Stories of the Daghda are both plentiful and legendary! One such tale recounts how the Dagda had an affair with Boand, the wife of Elcmar. In order to hide their affair, the Daghda made the sun stand still for nine months and therefore their son, Aengus, was conceived and born in the same single day.

It was this same son Aengus who was to trick the Daghda out of his own home at Brú na Bóinne (Newgrange). Aengus had been away searching for a love he encountered in his dreams but returned to find that the lands of Daghda had been divided by his father among his children, leaving none for him. Needless to say Aengus took exception to this and hatched a plan to regain his birthright.

Aengus asked his father if he could be allowed to live at Bru for 'lá agus oiche', meaning 'day and night'. Daghda took it that his son intended to remain for a single day and a single night but such was the manner in which Aengus phrased his request, the request that was granted by the Daghda, that the 'day and night' represented the coninuous cycle of time, day after night, and thus Aengus took possession of Brú na Bóinne for all time.

The tale is recalled in 'Gods and Fighting Men', by Lady Gregory:

But however great a house the Dagda had,
Angus got it away from him in the end,
through the help of Manannan, son of Lir.
For Manannan bade him to ask his father for it for the length of a day and a night,
and that he by his art would take away his power of refusing.

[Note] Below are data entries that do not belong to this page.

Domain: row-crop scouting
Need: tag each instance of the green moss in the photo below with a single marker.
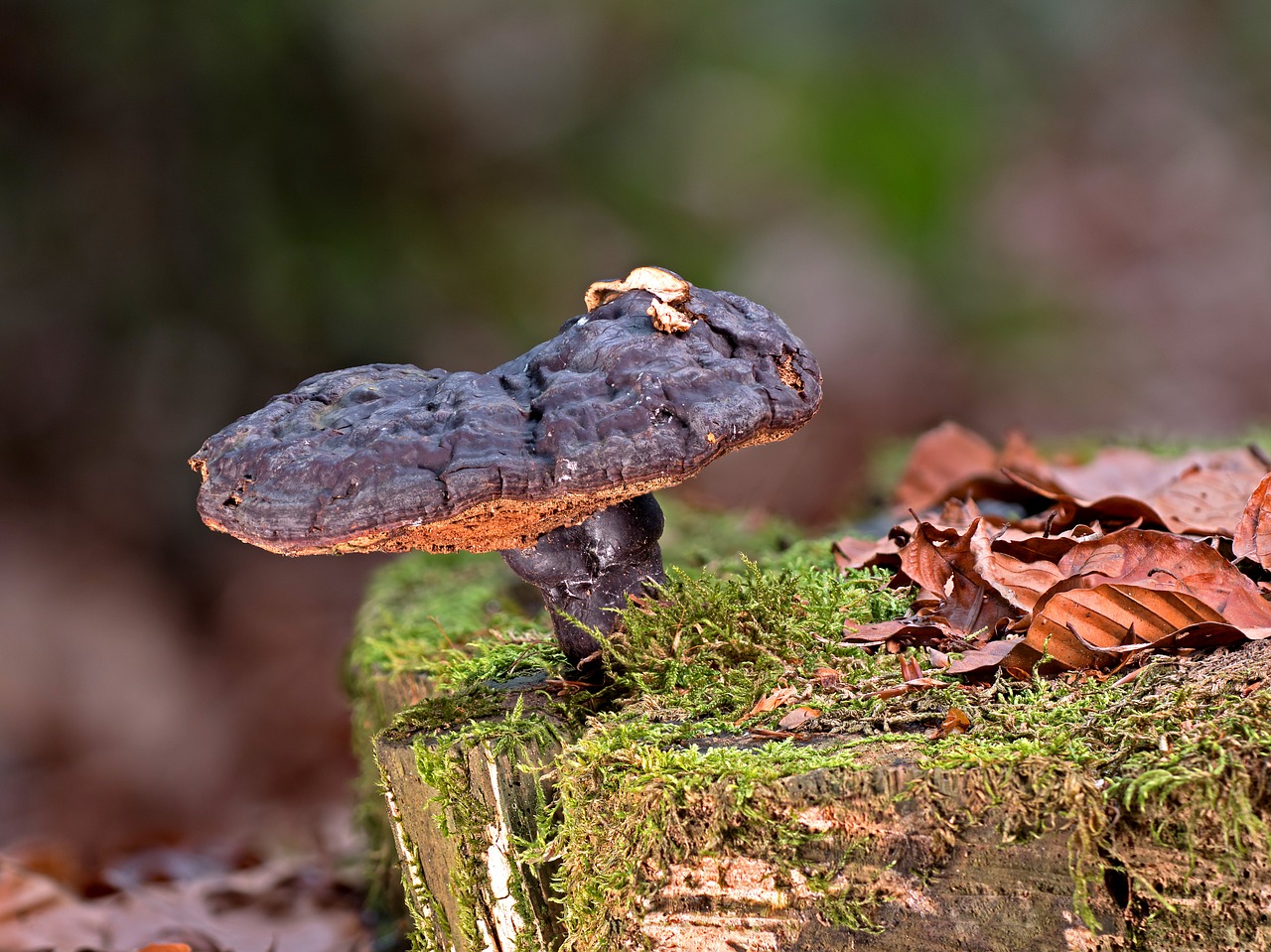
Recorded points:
(711, 646)
(665, 773)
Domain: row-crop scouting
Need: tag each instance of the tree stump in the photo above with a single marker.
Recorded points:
(1069, 817)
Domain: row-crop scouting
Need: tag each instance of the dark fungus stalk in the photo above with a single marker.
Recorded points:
(586, 572)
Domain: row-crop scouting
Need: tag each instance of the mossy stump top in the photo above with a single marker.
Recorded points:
(748, 783)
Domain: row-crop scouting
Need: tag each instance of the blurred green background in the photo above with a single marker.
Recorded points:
(1044, 215)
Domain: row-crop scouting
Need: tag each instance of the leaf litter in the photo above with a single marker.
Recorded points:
(1027, 566)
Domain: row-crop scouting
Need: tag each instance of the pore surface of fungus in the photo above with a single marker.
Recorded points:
(656, 380)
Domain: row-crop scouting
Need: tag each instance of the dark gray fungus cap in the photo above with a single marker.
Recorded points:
(390, 458)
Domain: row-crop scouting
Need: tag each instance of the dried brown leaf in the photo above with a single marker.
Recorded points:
(1170, 563)
(781, 696)
(956, 721)
(1085, 626)
(1253, 533)
(942, 459)
(1004, 653)
(1208, 498)
(798, 717)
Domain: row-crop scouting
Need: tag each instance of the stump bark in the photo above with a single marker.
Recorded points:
(518, 824)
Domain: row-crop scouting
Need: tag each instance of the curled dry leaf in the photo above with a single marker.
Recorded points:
(940, 461)
(1253, 533)
(951, 462)
(781, 696)
(1170, 563)
(956, 721)
(1083, 628)
(798, 717)
(1004, 653)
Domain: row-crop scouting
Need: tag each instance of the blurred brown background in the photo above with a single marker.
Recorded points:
(1039, 215)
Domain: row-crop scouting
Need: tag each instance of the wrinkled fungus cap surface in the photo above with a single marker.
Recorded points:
(393, 458)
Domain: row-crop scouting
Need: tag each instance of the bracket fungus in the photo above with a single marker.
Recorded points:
(550, 459)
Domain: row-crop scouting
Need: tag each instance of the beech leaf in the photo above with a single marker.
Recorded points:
(798, 717)
(956, 721)
(1083, 628)
(1253, 533)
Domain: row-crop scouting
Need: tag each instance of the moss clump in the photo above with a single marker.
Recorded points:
(1160, 784)
(711, 646)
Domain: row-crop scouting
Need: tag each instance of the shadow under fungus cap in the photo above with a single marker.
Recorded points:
(656, 380)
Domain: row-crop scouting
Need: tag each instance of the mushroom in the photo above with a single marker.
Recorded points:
(550, 459)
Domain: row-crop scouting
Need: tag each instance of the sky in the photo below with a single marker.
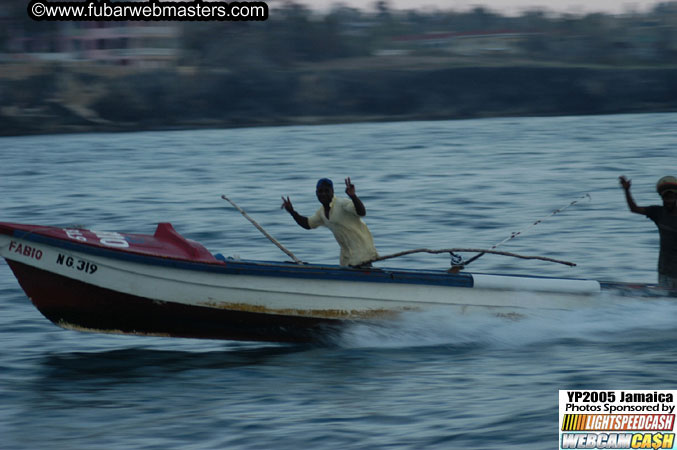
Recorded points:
(505, 7)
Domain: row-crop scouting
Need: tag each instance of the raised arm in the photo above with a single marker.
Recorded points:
(301, 220)
(359, 206)
(625, 184)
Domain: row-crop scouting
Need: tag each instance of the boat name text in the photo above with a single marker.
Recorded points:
(77, 264)
(25, 250)
(107, 238)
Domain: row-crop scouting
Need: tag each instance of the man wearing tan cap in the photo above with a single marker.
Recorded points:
(343, 217)
(665, 218)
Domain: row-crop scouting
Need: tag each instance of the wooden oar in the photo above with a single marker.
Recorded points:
(265, 233)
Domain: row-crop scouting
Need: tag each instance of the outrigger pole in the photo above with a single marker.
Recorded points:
(265, 233)
(517, 233)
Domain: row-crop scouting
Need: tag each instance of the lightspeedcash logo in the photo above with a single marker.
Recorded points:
(617, 419)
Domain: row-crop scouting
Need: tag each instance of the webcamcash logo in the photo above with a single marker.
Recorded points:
(617, 419)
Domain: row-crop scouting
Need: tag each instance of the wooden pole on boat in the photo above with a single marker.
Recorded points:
(472, 250)
(517, 233)
(265, 233)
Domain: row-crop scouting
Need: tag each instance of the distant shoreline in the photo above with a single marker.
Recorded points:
(66, 101)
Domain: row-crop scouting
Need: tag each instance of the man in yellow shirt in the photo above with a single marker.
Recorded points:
(343, 217)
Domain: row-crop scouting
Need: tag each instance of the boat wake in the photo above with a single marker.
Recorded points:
(614, 320)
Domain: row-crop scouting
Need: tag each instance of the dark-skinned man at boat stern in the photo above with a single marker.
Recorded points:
(665, 218)
(343, 217)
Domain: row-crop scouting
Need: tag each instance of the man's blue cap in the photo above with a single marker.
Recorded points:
(322, 181)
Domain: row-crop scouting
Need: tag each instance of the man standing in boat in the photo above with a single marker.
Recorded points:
(343, 218)
(665, 218)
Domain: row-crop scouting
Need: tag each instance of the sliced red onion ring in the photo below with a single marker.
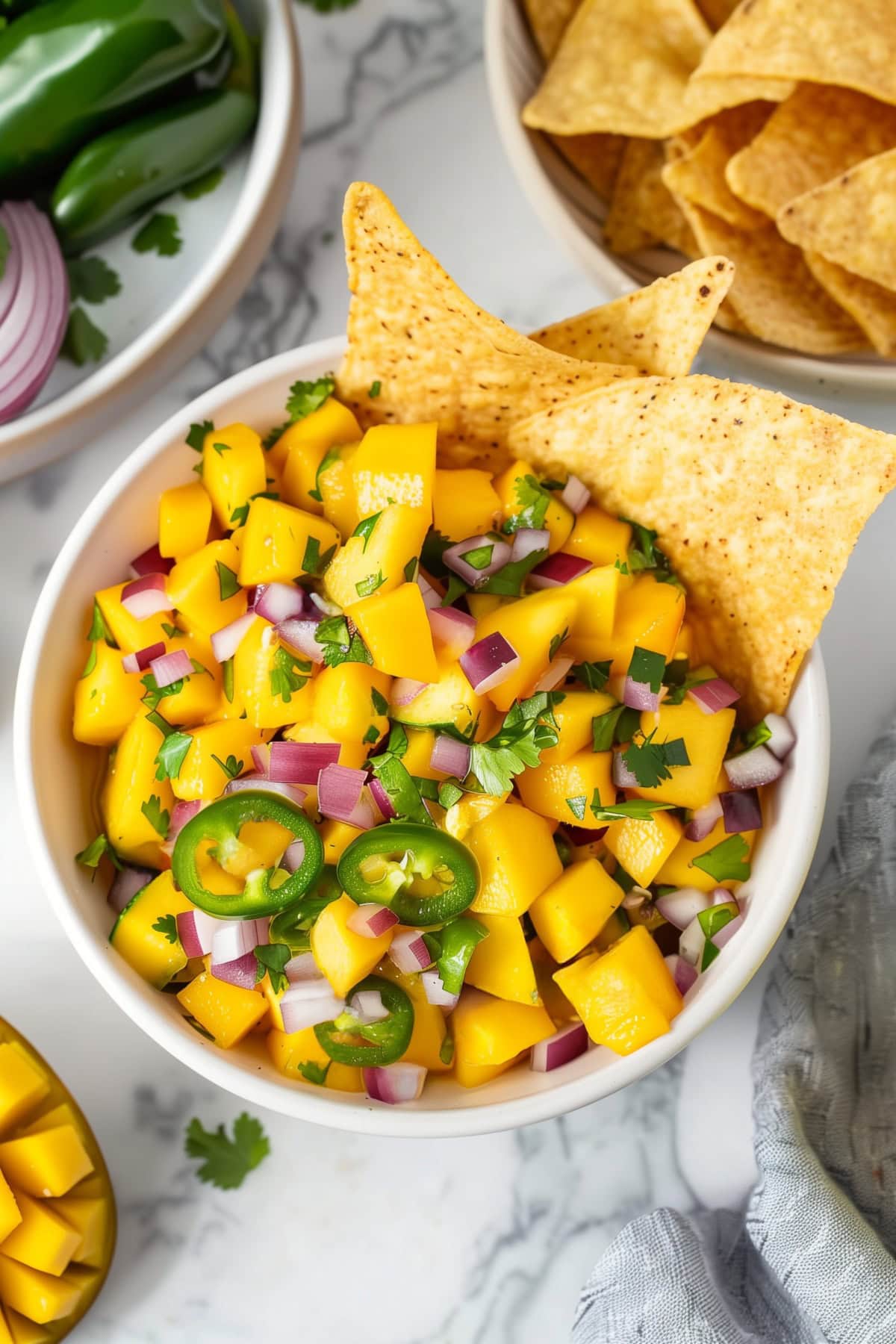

So Angus asked for the Brugh, and his father gave it to him for a day and a night.
But when he asked it back again, it is what Angus said,
that it had been given to him for ever,
for the whole of life and time is made up of a day and a night,
one following after the other.

Perhaps it is fitting that the Daghda met his end by serving the Tuatha Dé Danann whom he commanded for eighty years. The Tuatha Dé Danann fought the Fomorions at 'The Battle of Magh Tuireadh' and it proved to be a crucial event. The Daghda employed all of his magical instruments in the battle and even made sure that the war Goddess, Morrigan, would be on their side by seducing her.

When Morrigan had earlier first seen the Daghda approaching, she stood with one foot on either side of a river to try and make sure he couldn't get at her, but she ended up being so pleased with his skills as a lover that she gave her favour to his side in the battle!

The Daghda then approached the Fomorians in an effort to delay them, seeking a truce. The Fomorians mocked him, filling a cauldron with porridge, gallons of milk, meat and fat and even pigs and goats. The mighty meal was boiled with the Daghda instructed to eat the volume entirety or else face death.

The Daghda was not to be outdone! He scooped up huge portions of the meal with his giant ladle, eating and eating to the amazement of the onlookers, finally finishing his task before collapsing into a deep sleep, with his huge bloated stomach as high as a tree!

Despite being victorious at the Battle of Magh Tuireadh, the Daghda succumbed to a wound inflicted by Cethlenn, the wife of Balor of the Fomorians.

The influence of the Daghda through the genealogies of Irish mythology is enormous. Apart from Aengus the Daghda was also the father of Bobh Dearg (grandfather of the Children of Lir), Cermait, Midir, Aine, and Brigid - marvelous and important characters all!

He is remembered as perhaps the most important of the Gaelic Gods with his influence reverberating through the mythological annals that were to follow.